唐帆记得西郊的入口不是在这里的,刘湘玉他们好像在确定着什么,他想上前告诉他们,西郊的入口是旁边那个。
“小帆,快回来吃饭了!”
他忽然听到有人在叫自己。
入口处,唐舞娘在冲他挥手,就像小时候那样喊他回家吃饭。
“姐姐……”
唐帆喃喃几声,随即眼神变得涣散,他直直地往那边走去,不知道被什么拽住了。身后好像还有人在阻止他。

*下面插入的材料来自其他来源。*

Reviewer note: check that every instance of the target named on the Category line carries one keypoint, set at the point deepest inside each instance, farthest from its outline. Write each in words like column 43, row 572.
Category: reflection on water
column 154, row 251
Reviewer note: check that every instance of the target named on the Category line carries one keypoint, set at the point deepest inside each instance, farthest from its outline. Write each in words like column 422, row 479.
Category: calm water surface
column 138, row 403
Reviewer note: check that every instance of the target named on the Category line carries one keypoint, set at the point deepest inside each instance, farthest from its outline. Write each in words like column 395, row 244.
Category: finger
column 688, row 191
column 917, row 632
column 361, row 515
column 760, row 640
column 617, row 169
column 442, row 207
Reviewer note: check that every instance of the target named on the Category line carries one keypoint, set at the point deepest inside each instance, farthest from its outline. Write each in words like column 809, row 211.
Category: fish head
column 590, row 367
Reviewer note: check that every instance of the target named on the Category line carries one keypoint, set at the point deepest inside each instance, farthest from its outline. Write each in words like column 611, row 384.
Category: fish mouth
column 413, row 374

唐帆迟疑片刻,便听到唐舞娘又喊了他两声。
“再不回来我就不等你啊!”
“等等我!”
他挣开那人的手,脸上浮现出欣喜的表情,径直往那入口处奔去,便什么都不再理会。
西郊的桃花林是最好看的,他随着唐舞娘穿行在层层朦胧的树叶和朵朵鲜美的桃花之间,唐帆不愿回头,他一个劲的往前走,拽着姐姐的手不肯松开。
直到完全看清了眼前的景象,是自己的家。
“小帆,你怎么傻了啊?”
唐帆看到唐舞娘牵住自己的手,笑的温柔:“怎么喊你这么多声都不理姐姐啊,阿娘今日做了你最喜欢吃的鱼肉,说是你读书辛苦了。”

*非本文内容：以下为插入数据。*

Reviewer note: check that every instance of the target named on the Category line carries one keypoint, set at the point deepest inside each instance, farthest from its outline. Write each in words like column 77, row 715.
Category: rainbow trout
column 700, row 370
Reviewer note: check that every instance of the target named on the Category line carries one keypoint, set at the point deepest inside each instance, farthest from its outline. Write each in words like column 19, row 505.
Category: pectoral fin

他还在呆愣着,看着唐舞娘的嘴一张一合,耳边的声音也来的迟缓。
“回家了,小帆。”
一瞬间,像打开了什么开关一样,唐帆的鼻头一酸,他看向自己熟悉的家。
炊烟袅袅,饭菜飘香而来,犬吠鸡鸣,顽童嬉戏。
“小帆哥哥!你来瞧我的新裙子好看吗?”
一个五六岁的小姑娘突然跑过来抱住了他的腿,圆圆的脸上还沾着几粒米饭,她抬头看着唐帆,欢喜道:“阿娘新给我做的裙子,我可喜欢了!”
唐帆有些恍惚,有些迟疑,似乎在想什么。
“小帆哥哥今天怎么都不理我啊!”小姑娘看上去快要哭了。
他这才想起来。
“你是小葡萄。”
“我是小葡萄啊,你怎么不认识我了吗?”
唐帆把她抱起来,给她擦了擦脸上的饭粒,笑道:“我当然记得你啊,每次吃饭都吃不干净!”
“哈哈哈哈哈!小帆哥说的对,葡萄她吃饭的时候,一边吃一边漏,弄得满嘴都是!”
一个虎头虎脑的小胖子啃着一只鸡腿嘲笑道。
“放我下来!臭虎子!你别跑!”
回家的路上热闹极了,村民们都笑着和他打招呼,又说:“小帆啊,跟舞娘一样俊,等长大了张大娘给你说个好姑娘。”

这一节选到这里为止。